WASHINGTON: The first face-to-face meeting between the leaders of the so-called Quad – Australia, India, Japan and the United States – spawned several initiatives designed to help moderate or break China’s grip on certain technologies, including semiconductors. 5G chips and networks. It also includes a new civilian space initiative and an increased focus on cybersecurity.
The Quadrilateral Security Dialogue’s semiconductor effort (the official name) is “a comprehensive joint initiative to map global capacity” and to identify and remediate supply chain vulnerabilities, a senior official said. from the US administration to reporters ahead of today’s meetings.
The 5G effort is similarly designed to help create “a diverse, resilient and secure telecommunications ecosystem,” and is obviously aimed squarely at pushing back the 5G efforts of Huawei and ZTE.
The United States has vigorously urged its allies and partners to resist efforts by Huawei and China to make theirs the underlying technology for many domestic 5G networks.
A key element of the strategy is the promotion of “development and adoption of an open RAN”. For those who may not know what RAN is, Nokia provides this explanation:
“The RAN is the last link between the network and the telephone. This is the visible piece and includes the antennas we see on towers, on top of buildings or in stadiums, as well as base stations. When we make a call or connect to a remote server, for example to watch a YouTube video, the antenna transmits and receives signals to and from our phones or other portable devices. The signal is then digitized in the RAN base station and connected to the network.

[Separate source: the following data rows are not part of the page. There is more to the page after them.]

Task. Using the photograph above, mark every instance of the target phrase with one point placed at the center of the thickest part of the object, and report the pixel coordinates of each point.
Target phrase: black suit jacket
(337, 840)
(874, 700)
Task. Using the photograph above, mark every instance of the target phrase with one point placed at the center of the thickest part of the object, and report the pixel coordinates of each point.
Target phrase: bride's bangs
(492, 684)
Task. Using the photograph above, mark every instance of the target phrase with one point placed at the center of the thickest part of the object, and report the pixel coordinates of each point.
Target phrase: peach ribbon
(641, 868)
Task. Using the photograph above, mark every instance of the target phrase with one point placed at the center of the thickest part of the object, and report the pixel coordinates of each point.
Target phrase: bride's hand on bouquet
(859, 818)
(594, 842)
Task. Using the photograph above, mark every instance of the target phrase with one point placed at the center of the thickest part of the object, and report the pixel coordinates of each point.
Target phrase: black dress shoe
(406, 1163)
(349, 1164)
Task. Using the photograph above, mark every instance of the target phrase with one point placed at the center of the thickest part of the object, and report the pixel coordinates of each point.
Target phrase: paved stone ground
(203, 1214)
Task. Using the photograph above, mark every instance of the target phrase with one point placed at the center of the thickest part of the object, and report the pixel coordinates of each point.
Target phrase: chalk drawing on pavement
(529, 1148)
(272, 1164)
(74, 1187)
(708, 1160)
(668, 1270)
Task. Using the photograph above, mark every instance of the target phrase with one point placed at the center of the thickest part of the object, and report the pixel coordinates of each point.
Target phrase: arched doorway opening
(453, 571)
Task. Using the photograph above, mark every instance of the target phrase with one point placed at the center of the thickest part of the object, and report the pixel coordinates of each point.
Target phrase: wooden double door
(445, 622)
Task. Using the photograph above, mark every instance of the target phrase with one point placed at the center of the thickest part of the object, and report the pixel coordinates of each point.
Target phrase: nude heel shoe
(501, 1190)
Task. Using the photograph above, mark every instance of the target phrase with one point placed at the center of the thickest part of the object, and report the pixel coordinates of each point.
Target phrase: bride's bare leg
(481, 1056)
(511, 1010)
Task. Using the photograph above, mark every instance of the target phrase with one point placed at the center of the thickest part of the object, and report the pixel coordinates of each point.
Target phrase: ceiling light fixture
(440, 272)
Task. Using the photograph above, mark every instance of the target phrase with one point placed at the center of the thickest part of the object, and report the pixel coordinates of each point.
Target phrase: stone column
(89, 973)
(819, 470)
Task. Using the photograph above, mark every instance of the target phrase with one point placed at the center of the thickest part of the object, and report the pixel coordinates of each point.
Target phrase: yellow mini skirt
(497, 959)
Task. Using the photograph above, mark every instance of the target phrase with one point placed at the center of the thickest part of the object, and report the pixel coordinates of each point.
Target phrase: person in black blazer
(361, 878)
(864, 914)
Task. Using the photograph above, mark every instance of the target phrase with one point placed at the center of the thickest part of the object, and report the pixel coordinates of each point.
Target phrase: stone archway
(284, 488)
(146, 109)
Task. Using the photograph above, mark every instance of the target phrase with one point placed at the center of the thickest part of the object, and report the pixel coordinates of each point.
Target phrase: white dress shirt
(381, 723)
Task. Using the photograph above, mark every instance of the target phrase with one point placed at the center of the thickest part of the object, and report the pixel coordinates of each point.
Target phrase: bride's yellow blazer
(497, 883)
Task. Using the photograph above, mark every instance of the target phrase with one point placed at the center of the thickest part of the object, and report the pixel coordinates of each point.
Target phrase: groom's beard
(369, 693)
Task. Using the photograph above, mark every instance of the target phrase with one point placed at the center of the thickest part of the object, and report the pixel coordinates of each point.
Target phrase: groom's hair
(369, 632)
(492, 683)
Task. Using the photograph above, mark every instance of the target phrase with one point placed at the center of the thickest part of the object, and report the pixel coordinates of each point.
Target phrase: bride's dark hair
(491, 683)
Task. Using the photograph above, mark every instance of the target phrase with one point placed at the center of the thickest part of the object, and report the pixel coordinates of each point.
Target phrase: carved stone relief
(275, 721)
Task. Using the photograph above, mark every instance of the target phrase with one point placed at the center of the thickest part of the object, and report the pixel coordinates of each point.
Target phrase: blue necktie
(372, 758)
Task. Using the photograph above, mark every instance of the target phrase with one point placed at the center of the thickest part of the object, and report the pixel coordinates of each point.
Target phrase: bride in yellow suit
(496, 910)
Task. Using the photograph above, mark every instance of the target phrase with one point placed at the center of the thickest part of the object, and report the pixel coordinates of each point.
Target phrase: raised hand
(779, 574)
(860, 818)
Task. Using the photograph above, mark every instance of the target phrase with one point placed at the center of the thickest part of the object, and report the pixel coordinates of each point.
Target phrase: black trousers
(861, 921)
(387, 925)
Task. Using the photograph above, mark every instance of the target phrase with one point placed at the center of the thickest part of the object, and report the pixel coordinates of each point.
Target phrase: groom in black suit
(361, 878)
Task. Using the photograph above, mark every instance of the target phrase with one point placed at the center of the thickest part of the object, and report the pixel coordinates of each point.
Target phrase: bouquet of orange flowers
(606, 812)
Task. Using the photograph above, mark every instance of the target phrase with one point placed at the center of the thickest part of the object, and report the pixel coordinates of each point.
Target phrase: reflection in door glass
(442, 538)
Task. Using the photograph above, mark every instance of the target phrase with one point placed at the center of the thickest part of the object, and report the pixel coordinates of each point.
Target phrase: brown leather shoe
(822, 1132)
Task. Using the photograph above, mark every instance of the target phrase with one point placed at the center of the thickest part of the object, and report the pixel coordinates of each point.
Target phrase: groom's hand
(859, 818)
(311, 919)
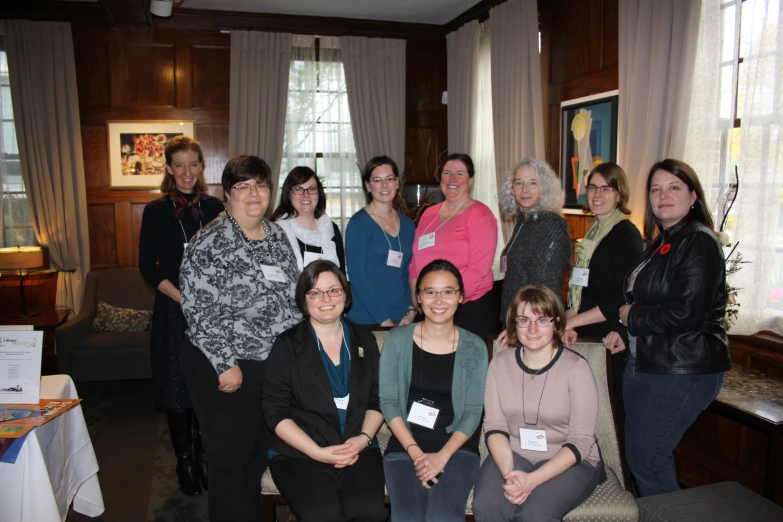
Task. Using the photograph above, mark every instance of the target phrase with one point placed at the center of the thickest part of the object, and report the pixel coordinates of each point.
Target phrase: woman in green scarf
(605, 255)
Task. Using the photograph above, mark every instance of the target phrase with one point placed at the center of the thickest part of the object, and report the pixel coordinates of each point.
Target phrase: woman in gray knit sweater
(539, 248)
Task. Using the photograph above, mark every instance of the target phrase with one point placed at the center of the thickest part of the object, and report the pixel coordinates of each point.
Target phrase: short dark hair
(699, 211)
(297, 176)
(543, 301)
(244, 168)
(309, 278)
(464, 158)
(440, 265)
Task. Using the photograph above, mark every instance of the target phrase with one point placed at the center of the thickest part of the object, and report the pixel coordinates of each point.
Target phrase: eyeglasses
(246, 188)
(299, 190)
(606, 189)
(319, 294)
(541, 322)
(445, 294)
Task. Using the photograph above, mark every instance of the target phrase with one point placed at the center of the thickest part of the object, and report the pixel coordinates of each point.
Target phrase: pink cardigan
(468, 240)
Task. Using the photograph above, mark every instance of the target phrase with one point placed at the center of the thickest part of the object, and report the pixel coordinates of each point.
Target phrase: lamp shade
(18, 258)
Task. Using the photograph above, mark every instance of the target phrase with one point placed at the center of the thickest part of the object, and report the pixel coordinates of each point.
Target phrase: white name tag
(342, 402)
(579, 276)
(423, 415)
(534, 440)
(273, 273)
(394, 259)
(427, 240)
(310, 257)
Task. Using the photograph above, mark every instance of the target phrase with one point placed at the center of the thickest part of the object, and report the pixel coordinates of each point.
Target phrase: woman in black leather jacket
(675, 315)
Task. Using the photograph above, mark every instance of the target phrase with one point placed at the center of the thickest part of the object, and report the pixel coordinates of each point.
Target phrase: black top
(162, 239)
(614, 257)
(338, 243)
(437, 371)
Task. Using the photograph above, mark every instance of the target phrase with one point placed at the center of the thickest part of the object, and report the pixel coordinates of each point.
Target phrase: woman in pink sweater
(464, 232)
(540, 410)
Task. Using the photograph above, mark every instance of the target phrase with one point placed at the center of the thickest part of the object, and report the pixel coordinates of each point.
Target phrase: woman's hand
(624, 314)
(230, 380)
(614, 342)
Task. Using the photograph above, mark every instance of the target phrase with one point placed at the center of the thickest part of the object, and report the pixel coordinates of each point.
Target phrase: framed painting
(136, 158)
(588, 130)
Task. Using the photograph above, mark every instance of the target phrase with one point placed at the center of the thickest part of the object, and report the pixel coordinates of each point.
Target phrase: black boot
(200, 454)
(181, 429)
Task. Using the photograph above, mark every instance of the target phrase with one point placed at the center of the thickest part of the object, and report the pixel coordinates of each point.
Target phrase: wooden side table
(47, 321)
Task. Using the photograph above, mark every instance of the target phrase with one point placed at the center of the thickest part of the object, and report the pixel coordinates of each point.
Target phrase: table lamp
(22, 258)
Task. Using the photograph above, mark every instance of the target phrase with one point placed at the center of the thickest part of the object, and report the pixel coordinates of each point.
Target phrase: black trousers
(318, 492)
(234, 434)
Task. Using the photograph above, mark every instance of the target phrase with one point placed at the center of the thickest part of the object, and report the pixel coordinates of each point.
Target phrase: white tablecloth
(56, 466)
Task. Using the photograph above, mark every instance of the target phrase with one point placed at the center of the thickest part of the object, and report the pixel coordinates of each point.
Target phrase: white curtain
(318, 131)
(657, 46)
(258, 92)
(42, 71)
(517, 103)
(712, 146)
(375, 78)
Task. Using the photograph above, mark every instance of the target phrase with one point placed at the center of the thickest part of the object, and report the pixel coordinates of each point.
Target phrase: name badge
(310, 257)
(342, 402)
(427, 240)
(273, 273)
(534, 440)
(579, 276)
(394, 259)
(423, 415)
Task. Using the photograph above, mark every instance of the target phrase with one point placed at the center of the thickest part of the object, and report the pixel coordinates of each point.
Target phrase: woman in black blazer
(320, 399)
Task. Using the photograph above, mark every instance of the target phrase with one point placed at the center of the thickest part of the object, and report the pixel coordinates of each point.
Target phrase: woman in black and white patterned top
(238, 281)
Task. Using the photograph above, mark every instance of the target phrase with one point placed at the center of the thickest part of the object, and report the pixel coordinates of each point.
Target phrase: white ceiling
(414, 11)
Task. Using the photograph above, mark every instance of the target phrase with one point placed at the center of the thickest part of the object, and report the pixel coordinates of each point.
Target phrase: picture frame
(136, 159)
(588, 129)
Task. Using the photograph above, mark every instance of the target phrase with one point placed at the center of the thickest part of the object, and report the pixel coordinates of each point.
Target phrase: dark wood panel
(149, 75)
(103, 250)
(211, 74)
(214, 144)
(92, 72)
(94, 147)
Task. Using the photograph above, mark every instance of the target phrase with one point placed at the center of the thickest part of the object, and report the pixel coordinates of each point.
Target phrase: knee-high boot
(181, 429)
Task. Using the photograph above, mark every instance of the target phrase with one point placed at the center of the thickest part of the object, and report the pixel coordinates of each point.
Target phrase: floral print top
(233, 311)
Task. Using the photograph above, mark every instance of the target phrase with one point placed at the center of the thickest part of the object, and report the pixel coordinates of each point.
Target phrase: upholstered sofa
(86, 355)
(609, 502)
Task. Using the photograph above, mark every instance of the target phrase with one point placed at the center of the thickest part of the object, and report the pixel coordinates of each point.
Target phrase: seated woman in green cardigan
(431, 390)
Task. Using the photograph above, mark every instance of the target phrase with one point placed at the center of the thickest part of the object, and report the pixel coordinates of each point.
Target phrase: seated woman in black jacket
(321, 400)
(678, 347)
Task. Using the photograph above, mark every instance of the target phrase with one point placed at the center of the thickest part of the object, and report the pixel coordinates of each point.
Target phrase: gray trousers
(550, 501)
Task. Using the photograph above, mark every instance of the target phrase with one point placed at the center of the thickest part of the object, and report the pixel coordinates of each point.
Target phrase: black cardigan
(297, 387)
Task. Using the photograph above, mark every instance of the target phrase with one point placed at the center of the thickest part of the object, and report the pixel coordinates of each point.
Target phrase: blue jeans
(445, 502)
(659, 409)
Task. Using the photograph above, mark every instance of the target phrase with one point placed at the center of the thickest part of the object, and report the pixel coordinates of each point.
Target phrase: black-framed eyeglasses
(541, 322)
(319, 294)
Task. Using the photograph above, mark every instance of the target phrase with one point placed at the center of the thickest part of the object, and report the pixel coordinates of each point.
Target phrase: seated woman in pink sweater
(540, 410)
(464, 232)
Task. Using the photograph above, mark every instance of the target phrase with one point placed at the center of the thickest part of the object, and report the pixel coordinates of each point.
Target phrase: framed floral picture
(136, 158)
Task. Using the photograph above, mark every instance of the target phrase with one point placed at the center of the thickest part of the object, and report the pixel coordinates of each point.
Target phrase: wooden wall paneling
(103, 249)
(183, 74)
(92, 72)
(149, 75)
(211, 74)
(94, 147)
(214, 144)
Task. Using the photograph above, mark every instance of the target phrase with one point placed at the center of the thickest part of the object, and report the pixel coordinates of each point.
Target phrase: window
(318, 130)
(15, 220)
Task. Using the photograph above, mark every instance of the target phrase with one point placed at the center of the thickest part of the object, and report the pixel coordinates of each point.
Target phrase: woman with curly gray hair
(540, 247)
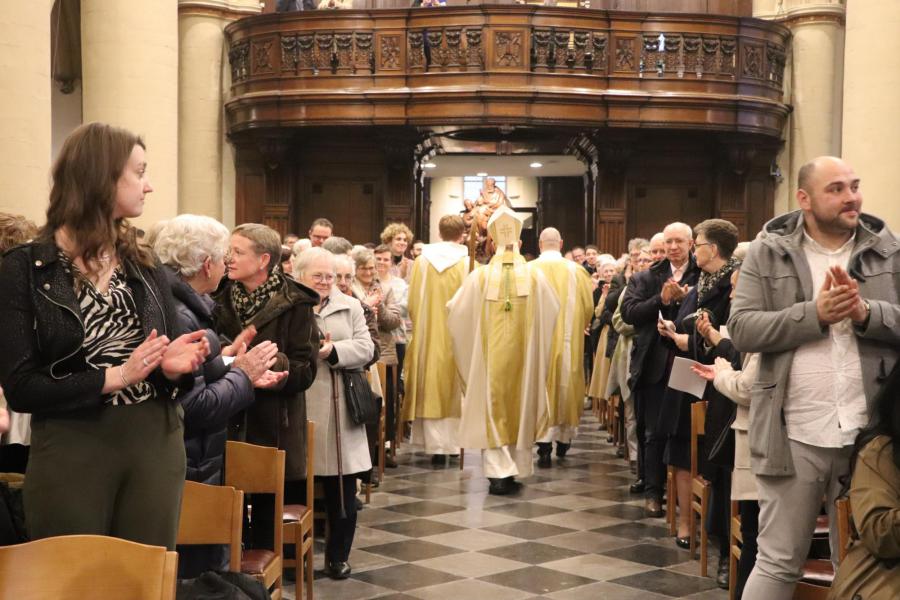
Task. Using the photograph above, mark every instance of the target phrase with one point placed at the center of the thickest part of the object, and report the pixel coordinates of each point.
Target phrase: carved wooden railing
(493, 64)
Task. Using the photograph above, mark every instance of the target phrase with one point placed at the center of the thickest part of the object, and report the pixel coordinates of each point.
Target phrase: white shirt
(825, 405)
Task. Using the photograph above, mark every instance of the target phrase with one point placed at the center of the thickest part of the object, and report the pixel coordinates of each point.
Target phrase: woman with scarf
(256, 293)
(341, 453)
(714, 243)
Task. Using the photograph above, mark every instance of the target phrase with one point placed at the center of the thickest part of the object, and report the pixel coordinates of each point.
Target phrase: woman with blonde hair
(91, 353)
(398, 237)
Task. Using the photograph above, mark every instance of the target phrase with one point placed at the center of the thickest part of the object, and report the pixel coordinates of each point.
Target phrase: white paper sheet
(685, 380)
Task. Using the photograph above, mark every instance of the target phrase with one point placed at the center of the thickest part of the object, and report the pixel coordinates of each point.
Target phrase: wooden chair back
(75, 567)
(844, 527)
(211, 514)
(698, 428)
(258, 470)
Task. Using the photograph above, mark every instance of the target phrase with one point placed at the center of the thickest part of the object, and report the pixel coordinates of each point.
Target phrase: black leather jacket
(42, 366)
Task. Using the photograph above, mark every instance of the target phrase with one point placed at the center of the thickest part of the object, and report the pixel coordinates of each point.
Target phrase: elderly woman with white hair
(192, 248)
(341, 446)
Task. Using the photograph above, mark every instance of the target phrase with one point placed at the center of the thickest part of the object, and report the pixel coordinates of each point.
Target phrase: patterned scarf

On the cybersecurity front, the senior administration official told reporters, “We have a strong cybersecurity effort underway with the State Department that is going to be beefed up at the leadership level.
“We will try to take measures to strengthen the resilience of critical infrastructure against cyber threats – something plaguing our four countries,” the official said. “And we are advancing a very high level group on specific capabilities and technologies.”
The space initiative will lead countries to share “information on illegal fishing, on issues related to maritime awareness,” the senior official said, adding that it will also involve monitoring climate change and “promoting[ing] a variety of problems associated with estuaries and fishing – fishing in general.
Each of the Quad leaders was scheduled to hold a bilateral meeting with and among President Biden, and they are all scheduled to meet this afternoon. The Quad has three working groups: one on vaccine development, one on critical technologies and one on climate change.
At the time of going to press, no details had been released about the meetings beyond the now standard claim that the Quad meeting, as Japanese Prime Minister Suga said during a brief appearance in the Quad. press pool, “demonstrates a strong solidarity between our four nations and an unwavering commitment to a free and open Indo-Pacific.”
One of the ironies of the Quad meeting is that while its very formal name indicates that security is central to its work, administration officials who briefed the press have continued to say that national security matters were not the focus of today’s meeting. However, each country had at least its version of the national security adviser at the meetings.
Meanwhile, on the eve of the Quad meetings, China has done its best to demonstrate that it does not necessarily share the goal of a free and open Indo-Pacific, launching waves of two dozen hunters and bombers inside Taiwan’s Air Defense Identification Zone (ADIZ).
The signal included 12 J-16 fighters, two J-11 jets, two H-6 bombers, two anti-submarine warfare planes and an electronic warfare aircraft entered the ADIZ, according to the Ministry of Defense. Defense of Taiwan.
These flights were followed by three other aircraft on the morning of the meetings.